I just assumed my daughter knew what she was talking about. I thought she knew the difference between a Radio and a Rodeo. I assumed that the sentence she said to me was, in fact, what she had wanted and meant to say, but I was wrong. She had simply confused two words with one another and the entire meaning of the sentence had changed. I began to wonder how often this must happen to children. How often they must mix up simple words, explanations, understandings of feelings, and when they try to express them, are completely misunderstood.
It’s not just children either, I think this happens all the time with adults as well.

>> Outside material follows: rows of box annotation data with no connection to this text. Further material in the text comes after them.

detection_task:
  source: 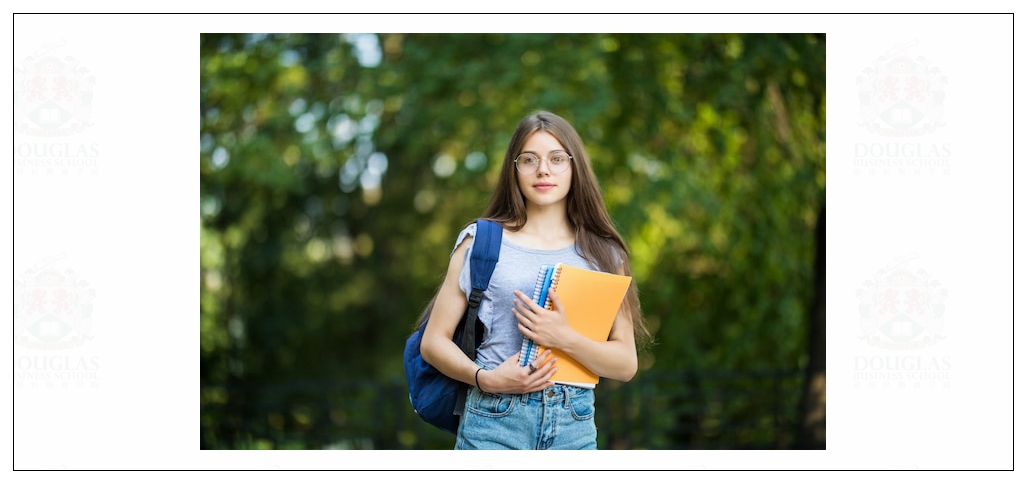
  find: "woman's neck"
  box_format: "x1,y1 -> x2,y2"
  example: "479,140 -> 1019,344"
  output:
519,203 -> 575,241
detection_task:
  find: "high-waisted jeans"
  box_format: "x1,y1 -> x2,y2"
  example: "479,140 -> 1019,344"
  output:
455,385 -> 596,449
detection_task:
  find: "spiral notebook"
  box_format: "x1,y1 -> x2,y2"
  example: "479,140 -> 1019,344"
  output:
520,264 -> 631,388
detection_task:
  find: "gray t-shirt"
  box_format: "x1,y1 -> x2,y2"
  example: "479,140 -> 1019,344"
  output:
452,224 -> 597,368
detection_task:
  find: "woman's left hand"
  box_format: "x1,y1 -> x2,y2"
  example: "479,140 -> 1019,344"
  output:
513,289 -> 577,349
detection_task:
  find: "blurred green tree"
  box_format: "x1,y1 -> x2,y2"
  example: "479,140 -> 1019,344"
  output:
200,34 -> 826,447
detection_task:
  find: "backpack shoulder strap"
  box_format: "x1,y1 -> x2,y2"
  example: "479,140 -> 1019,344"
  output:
460,218 -> 503,359
470,219 -> 503,291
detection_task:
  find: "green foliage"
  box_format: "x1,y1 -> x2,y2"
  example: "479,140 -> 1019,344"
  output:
200,34 -> 826,447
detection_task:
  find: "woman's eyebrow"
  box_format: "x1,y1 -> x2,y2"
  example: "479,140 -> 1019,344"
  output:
520,150 -> 566,155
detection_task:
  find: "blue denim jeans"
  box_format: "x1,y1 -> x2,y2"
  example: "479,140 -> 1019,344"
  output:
453,385 -> 597,449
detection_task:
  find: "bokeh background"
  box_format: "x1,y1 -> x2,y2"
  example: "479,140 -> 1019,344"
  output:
199,34 -> 826,449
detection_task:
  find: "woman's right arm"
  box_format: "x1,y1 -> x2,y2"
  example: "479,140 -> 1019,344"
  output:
421,237 -> 478,386
421,237 -> 556,394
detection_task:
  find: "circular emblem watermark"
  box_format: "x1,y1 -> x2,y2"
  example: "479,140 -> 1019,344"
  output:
856,40 -> 948,137
856,253 -> 948,350
14,253 -> 95,350
14,40 -> 95,137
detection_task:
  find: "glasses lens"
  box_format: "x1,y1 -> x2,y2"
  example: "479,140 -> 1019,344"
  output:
516,154 -> 540,174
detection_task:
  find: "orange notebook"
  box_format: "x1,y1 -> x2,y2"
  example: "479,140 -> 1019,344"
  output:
529,264 -> 631,388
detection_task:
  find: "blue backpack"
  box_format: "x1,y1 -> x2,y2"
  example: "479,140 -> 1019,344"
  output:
403,219 -> 503,434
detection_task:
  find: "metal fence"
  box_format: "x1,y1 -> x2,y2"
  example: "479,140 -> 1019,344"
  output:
200,369 -> 803,449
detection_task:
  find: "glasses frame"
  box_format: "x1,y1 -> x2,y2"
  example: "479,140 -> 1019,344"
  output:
513,150 -> 574,175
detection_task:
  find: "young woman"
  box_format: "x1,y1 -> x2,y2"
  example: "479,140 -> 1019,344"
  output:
421,112 -> 648,449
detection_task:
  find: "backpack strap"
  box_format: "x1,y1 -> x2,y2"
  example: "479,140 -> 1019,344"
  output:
452,218 -> 503,415
460,219 -> 503,359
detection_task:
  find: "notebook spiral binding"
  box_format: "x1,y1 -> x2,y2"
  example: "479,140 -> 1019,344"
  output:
520,265 -> 559,367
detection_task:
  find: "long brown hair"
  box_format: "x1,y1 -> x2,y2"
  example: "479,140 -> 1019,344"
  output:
481,111 -> 653,347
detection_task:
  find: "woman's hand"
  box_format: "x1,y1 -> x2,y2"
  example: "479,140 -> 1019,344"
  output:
477,350 -> 556,394
513,288 -> 580,349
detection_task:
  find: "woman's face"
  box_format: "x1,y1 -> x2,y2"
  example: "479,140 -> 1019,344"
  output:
516,131 -> 574,206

I don’t have a ton of opportunities to use the ancient Hebrew I studied in University. At most I use it once a year, but one thing I learned during my years of studying the very complicated language is that ancient Hebrew is very easy to mess up! A simple vowel change would make a word mean something entirely different. A simple line angled left or right could take a word and change its meaning completely. This tiny error, this tiny misconception or misinterpretation has been the bane of many an ancient Hebrew scholar’s existence. On many occasions this difficult language has been a significant issue when translating passages in the Christian and Jewish Bible. For hundreds of years the word ‘horn’ and the word ‘light’ were often mixed up. In early versions of the Bible Moses (remember Moses and the burning bush?) was described as having ‘horns coming from his head.’ Even famous artist and sculptor Michelangelo created a renowned statue of Moses with horns coming from his head! Imagine, horns – for hundreds of years people believed Moses had horns. It wasn’t until the 1940’s when the Dead Sea Scrolls were discovered that the word was corrected and we noted that Moses, in fact looked as if he had light coming from his head – light not horns!
These simple word mix ups, these simple mistakes in understanding, interpretation, or expression of thought can lead to so much inaccurate information.
Unfortunately, it not only happens in ancient Hebrew – we see it today in politics, a person may read some information and miss a few key words, by doing this, they misunderstand a political agenda or form judgements (both positive and negative) that are not based on fact.
I see this in education, a simple misunderstanding has my 10 year old coming home to tell me that sugar is as bad a drug as Heroine.
I see this in religious interpretation, I see this in advertising, I see this in parenting. I see it all the time.
I don’t really have a solution, but rather just take my daughter’s radio/rodeo mix up as a warning. A caution to make sure we truly understand the facts. To not just assume that because someone says something with authority that it becomes truth. A caution to check, even when we think the people should know what they are talking about, to question everything, read it for ourselves, explore, get true and right facts.
Without knowing what is true, without sifting through the mishmash of information that flows down to us, we may very well end up believing that Moses had horns and that my daughter plans to do barrel racing in the Radio.
Ask questions, check it out, be sure – we need a world that starts to actually know what they’re talking about.